Entre l’horreur et le bonheur

« Même lorsqu’elles savent leurs risques vitaux minimes, ces femmes vivent l’horreur, dit Magali Breguet, qui leur prête immanquablement une oreille attentive. La première question qu’elles me posent est : vais-je survivre? C’est le drame total : elles imaginent une fin de vie imminente avec un bébé naissant dans les bras. Malgré la lourde charge émotionnelle, elles ont une capacité de rebondir incroyable. Elles foncent et s’oublient complètement parce qu’il y a un petit bout de chou qui les attend à la maison. Elles ont une force intérieure, une abnégation et une douceur. »

Plus rarement, la maladie se manifeste plusieurs années après la grossesse. Jusqu’à 12 ans plus tard, a-t-on déjà vu. « Il peut y avoir une période de latence très longue et c’est très perturbant, car le cancer est alors difficile à diagnostiquer, les médecins ne font pas nécessairement le lien », explique le Dr Sauthier.
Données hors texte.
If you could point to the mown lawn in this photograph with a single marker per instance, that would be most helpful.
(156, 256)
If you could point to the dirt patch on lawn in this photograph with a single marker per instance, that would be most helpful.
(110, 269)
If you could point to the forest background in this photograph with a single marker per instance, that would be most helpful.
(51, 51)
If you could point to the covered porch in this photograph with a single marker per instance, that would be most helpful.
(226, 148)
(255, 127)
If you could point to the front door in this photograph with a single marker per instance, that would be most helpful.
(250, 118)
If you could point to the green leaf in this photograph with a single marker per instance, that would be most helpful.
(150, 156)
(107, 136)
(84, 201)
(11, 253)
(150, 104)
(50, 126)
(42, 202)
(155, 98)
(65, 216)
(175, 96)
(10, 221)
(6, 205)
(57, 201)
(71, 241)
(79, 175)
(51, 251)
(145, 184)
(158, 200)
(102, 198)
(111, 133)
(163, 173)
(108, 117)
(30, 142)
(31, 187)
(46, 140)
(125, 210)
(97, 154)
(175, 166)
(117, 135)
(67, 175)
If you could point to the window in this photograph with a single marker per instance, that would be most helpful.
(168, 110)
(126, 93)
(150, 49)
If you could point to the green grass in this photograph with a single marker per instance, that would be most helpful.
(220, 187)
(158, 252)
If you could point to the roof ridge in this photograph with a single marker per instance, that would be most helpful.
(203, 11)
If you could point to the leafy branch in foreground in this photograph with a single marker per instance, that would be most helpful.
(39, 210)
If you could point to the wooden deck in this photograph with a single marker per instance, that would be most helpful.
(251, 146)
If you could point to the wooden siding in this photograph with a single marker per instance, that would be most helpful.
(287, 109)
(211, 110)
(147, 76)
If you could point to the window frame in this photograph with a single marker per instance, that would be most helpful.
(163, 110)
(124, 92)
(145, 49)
Plus il est découvert tardivement, plus le cancer se présente sous une forme agressive (môle invasive ou tumeur du site placentaire). Des métastases se seront propagées aux poumons, au cerveau, au foie. Les chances de survie à long terme sont dramatiquement diminuées. Deux femmes sur trois y laisseront leur peau. « On fait beaucoup de sensibilisation auprès des professionnels de la santé pour qu’ils pensent à cette possibilité même si elle est rare. »
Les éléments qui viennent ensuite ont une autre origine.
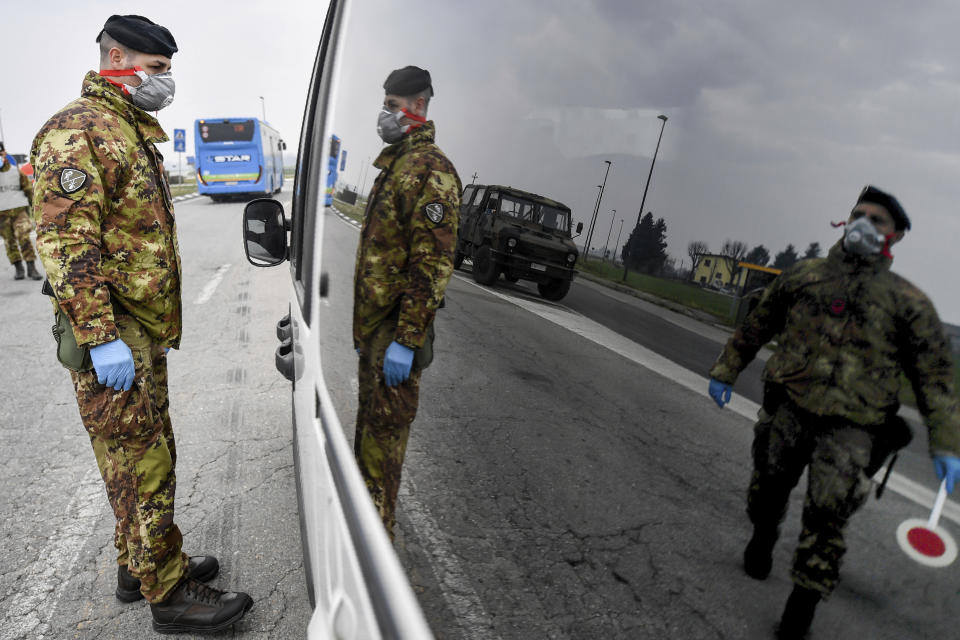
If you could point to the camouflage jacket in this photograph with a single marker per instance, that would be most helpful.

Malheureusement, certaines femmes passent dans les mailles du filet. On sait qu’au moins une patiente est morte au Québec en 2009 en raison d’un diagnostic tardif. Pour celle-là, combien d’autres y sont restées? Magali Breguet se le demande. « Ça me fait bondir : il est inconcevable de mourir en postpartum aujourd’hui. Si on faisait un test d’urine à toutes les nouvelles mamans dans les mois suivant l’accouchement, on préviendrait le pire. Mais comme elles sont très peu nombreuses, est-ce que ça vaut le coût sur le plan de la santé publique? » Ça vaut néanmoins la peine d’y réfléchir, avance-t-elle.
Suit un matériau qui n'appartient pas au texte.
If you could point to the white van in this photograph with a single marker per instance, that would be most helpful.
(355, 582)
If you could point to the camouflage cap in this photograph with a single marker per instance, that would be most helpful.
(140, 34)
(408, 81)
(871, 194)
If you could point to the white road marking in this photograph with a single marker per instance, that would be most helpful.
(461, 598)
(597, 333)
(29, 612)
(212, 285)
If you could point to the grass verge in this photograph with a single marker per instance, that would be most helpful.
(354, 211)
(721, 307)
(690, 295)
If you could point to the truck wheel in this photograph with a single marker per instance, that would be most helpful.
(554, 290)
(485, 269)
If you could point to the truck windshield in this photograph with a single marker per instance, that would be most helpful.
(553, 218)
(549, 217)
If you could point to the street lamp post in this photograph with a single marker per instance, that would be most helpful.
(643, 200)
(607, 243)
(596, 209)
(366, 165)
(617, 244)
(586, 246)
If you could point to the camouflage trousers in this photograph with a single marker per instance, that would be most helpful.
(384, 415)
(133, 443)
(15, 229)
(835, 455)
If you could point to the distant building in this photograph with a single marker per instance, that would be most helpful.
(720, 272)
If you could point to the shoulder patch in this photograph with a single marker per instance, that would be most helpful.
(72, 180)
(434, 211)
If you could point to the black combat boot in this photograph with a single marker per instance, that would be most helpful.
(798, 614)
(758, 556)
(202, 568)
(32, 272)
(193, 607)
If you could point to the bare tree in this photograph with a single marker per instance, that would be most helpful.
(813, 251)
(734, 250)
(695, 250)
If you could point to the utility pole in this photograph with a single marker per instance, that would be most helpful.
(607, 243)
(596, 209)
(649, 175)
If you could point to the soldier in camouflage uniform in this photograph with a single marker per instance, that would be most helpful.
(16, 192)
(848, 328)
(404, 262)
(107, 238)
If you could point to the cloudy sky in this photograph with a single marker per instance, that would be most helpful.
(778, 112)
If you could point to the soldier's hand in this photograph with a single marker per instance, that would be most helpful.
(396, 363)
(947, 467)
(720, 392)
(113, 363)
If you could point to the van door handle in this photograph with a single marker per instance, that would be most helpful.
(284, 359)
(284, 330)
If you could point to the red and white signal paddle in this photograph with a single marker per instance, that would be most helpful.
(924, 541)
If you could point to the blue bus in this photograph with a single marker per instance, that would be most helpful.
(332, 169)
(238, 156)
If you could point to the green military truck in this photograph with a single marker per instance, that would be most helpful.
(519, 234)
Merci à Christine Déry, assistante de recherche clinique au Centre universitaire de santé McGill, pour sa collaboration.

Des facteurs de risque

Si on comprend mal pourquoi survient une grossesse molaire, on sait qu’il peut y avoir une susceptibilité génétique. Parmi les facteurs environnementaux, l’âge (moins de 16 ans, plus de 40 ans), les contraceptifs oraux, les partenaires sexuels multiples, les microbes, virus et infections de toutes origines augmentent les risques de façon plus ou moins importante.

Source : la Dre Rima Slim, généticienne

Congé de maternité amputé

Comme ce cancer est considéré comme une complication de grossesse, il n’y a pas de prolongation du congé de maternité comme c’est le cas pour d’autres cancers, déplorent les patientes. Après une chimiothérapie de quelques mois, le retour au boulot revient vite.